Georgios Stanotas (Γεώργιος Στανωτάς; January 1, 1888 - 1965) was a Greek cavalry officer who rose to the rank of lieutenant general.

==Early life and career==
He was born on 1 January 1888 in the village of Kastanitsa, in the Peloponnese. He left his village and went to Athens, where, on 6 December 1909, he joined the Hellenic Army as a simple trooper in the 2nd Cavalry Regiment. He was an excellent rider, intelligent and bold, and soon he was promoted to non-commissioned officer.

With the rank of senior sergeant, he participated in the First Balkan War of 1912–1913, fighting in the battles of Sarantaporo, Yenidje, Ostrovo, the capture of Korytsa, and the Battle of Bizani. During the Second Balkan War against Bulgaria he was promoted to warrant officer, fighting in the battles of Kilkis–Lachanas, Beles, and Kresna.

On 28 February 1914, he entered and graduated from the NCO Academy and was promoted to second lieutenant of cavalry on 25 March. In 1917 he was promoted to captain, but as an avowed monarchist, was suspended from the army for 6 months after the ousting of King Constantine I during the National Schism.

In the Greco-Turkish War of 1919-1922, he commanded the 4th Company of the 3rd Cavalry Regiment from 21 January 1920. He distinguished himself for his bravery, receiving the War Cross 2nd Class, and nominated for a battlefield promotion. Although this did not materialize, by June 1921, he was given command of a cavalry battalion. He was promoted to major in 1923. Although in the military, in 1924 he enrolled into Athens University in the Pharmaceutics department.

In 1927 he was promoted to lieutenant colonel and was appointed as Cavalry Application School commander, while in August 1929 he took command of the 3rd Cavalry Regiment in Larissa. In the following year, he was promoted to colonel and in 1933 he took command of a cavalry brigade. He was promoted to major general on 20 December 1938 and was appointed as CO of the Cavalry Division in Thessaloniki in 1939.

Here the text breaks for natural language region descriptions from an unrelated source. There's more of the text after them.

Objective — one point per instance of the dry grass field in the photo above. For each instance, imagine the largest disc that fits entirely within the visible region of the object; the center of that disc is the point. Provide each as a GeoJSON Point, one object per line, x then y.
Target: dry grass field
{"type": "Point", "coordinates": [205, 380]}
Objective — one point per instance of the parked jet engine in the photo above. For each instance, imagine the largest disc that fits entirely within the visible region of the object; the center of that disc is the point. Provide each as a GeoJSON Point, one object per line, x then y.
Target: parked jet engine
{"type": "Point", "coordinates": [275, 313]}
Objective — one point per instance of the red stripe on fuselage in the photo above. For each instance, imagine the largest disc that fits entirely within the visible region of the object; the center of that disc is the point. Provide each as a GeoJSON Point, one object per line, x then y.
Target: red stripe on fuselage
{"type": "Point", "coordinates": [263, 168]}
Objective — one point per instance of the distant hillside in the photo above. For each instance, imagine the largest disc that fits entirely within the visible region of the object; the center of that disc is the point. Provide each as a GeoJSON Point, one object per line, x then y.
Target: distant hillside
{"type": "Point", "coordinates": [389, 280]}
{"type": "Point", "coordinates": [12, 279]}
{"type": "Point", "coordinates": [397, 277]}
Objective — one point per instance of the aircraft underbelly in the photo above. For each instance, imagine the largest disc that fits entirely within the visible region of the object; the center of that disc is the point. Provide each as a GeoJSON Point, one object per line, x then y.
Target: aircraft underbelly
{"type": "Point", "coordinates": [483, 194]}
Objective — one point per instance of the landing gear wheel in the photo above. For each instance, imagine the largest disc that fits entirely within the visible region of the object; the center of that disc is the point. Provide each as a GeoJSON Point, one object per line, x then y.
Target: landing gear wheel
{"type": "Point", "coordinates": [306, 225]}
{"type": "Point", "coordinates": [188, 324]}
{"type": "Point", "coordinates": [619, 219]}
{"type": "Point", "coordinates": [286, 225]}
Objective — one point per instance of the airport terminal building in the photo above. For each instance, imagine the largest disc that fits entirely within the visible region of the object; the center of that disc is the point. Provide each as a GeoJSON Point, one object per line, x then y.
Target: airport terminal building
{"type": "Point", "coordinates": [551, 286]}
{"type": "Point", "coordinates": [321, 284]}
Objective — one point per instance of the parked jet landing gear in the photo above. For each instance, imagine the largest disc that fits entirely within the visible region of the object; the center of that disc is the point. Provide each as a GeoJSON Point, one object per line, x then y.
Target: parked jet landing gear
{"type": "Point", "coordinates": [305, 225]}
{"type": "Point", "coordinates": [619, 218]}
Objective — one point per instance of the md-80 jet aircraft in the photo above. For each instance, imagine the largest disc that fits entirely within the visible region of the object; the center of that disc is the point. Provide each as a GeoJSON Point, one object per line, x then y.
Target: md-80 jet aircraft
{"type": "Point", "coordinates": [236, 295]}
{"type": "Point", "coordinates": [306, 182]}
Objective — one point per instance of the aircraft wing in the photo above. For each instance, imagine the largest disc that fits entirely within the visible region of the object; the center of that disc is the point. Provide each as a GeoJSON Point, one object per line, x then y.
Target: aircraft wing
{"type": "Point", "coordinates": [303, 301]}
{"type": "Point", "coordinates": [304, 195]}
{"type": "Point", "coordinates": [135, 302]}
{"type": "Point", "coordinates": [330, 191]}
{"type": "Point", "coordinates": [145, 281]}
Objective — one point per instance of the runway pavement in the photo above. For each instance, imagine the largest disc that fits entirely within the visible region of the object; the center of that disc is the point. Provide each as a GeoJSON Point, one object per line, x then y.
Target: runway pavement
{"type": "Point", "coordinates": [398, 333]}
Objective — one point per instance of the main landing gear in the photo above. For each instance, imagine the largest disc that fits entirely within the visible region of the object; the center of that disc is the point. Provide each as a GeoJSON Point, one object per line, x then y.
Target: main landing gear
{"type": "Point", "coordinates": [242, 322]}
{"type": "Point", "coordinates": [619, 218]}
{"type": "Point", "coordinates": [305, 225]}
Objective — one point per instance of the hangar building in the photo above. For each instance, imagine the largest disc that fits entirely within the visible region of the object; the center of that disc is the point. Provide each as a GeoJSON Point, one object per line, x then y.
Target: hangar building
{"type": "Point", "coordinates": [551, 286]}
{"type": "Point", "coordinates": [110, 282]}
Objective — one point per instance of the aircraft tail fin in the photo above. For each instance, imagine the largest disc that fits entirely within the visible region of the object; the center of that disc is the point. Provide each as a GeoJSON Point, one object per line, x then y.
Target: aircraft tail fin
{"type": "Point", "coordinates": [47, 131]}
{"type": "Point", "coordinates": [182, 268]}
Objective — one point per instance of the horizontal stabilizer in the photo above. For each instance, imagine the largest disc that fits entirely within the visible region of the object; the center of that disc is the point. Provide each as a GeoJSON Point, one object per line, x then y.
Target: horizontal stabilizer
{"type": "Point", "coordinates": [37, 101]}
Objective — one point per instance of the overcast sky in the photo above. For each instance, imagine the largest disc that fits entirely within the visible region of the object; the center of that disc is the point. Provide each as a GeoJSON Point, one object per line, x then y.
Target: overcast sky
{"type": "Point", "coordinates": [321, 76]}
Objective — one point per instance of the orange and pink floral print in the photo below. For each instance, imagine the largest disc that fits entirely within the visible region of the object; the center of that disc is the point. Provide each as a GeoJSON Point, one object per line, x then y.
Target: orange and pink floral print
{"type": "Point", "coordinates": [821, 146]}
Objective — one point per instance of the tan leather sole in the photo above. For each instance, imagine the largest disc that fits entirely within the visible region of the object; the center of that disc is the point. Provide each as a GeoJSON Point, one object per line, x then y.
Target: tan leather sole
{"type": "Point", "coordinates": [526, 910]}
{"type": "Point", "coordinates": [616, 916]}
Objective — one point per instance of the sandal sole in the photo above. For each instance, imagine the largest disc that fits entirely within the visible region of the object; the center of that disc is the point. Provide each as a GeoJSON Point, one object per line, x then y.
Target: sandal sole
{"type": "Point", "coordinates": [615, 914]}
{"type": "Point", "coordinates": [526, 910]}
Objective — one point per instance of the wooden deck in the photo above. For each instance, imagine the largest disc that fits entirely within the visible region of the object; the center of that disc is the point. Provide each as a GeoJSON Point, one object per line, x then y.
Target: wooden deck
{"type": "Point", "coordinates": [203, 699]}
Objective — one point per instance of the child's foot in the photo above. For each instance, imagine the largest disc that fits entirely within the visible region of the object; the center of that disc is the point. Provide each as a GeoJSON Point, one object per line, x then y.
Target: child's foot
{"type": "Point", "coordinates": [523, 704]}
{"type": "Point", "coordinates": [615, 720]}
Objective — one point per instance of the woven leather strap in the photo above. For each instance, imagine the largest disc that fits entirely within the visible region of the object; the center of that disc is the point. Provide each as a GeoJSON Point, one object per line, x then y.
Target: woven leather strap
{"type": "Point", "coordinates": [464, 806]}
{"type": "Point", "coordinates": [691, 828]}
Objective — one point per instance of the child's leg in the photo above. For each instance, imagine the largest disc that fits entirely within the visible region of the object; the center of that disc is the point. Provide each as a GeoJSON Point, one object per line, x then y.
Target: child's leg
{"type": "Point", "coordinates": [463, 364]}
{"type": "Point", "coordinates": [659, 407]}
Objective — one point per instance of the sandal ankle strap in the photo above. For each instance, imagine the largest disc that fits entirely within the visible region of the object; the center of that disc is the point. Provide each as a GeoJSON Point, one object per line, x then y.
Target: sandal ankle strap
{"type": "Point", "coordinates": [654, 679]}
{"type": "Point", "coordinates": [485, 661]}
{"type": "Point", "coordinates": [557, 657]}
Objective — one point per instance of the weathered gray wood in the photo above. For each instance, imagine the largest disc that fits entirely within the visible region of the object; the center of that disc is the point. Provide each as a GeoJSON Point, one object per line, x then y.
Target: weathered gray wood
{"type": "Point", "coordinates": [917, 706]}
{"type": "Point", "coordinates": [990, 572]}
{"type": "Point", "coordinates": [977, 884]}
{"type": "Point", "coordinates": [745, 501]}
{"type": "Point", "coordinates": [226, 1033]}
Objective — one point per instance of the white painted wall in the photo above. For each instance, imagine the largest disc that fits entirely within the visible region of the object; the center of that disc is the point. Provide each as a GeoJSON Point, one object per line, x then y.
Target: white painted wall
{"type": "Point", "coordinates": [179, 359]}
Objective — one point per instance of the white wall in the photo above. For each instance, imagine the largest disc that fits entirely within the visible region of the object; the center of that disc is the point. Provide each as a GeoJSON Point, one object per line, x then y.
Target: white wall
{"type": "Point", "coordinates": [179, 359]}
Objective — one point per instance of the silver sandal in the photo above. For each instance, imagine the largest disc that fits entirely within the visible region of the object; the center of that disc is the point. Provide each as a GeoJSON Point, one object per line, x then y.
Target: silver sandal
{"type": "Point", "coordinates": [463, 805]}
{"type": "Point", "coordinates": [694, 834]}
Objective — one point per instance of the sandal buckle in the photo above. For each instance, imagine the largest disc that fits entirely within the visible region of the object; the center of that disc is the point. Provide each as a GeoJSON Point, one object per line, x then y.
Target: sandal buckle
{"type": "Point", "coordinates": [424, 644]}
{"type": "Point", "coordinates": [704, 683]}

==Second World War and after==
In the Greco-Italian War of 1940, the Cavalry Division achieved the first great victory in the Battle of Pindus, being instrumental in the defeat of the elite Italian Julia Alpine Division. In the spring of 1941, Stanotas with the Cavalry Division fought against the invading Germans in West Macedonia, next to the rest of the Allied Forces. His combat achievements gave him a great reputation among his colleagues.

In 1943, he escaped from occupied Greece and through Turkey and Lebanon, he arrived in Cairo, where he joined the Greek Armed Forces in exile. There he was appointed as Inspector General of the Army. He retired in January 1945, after the liberation of Greece.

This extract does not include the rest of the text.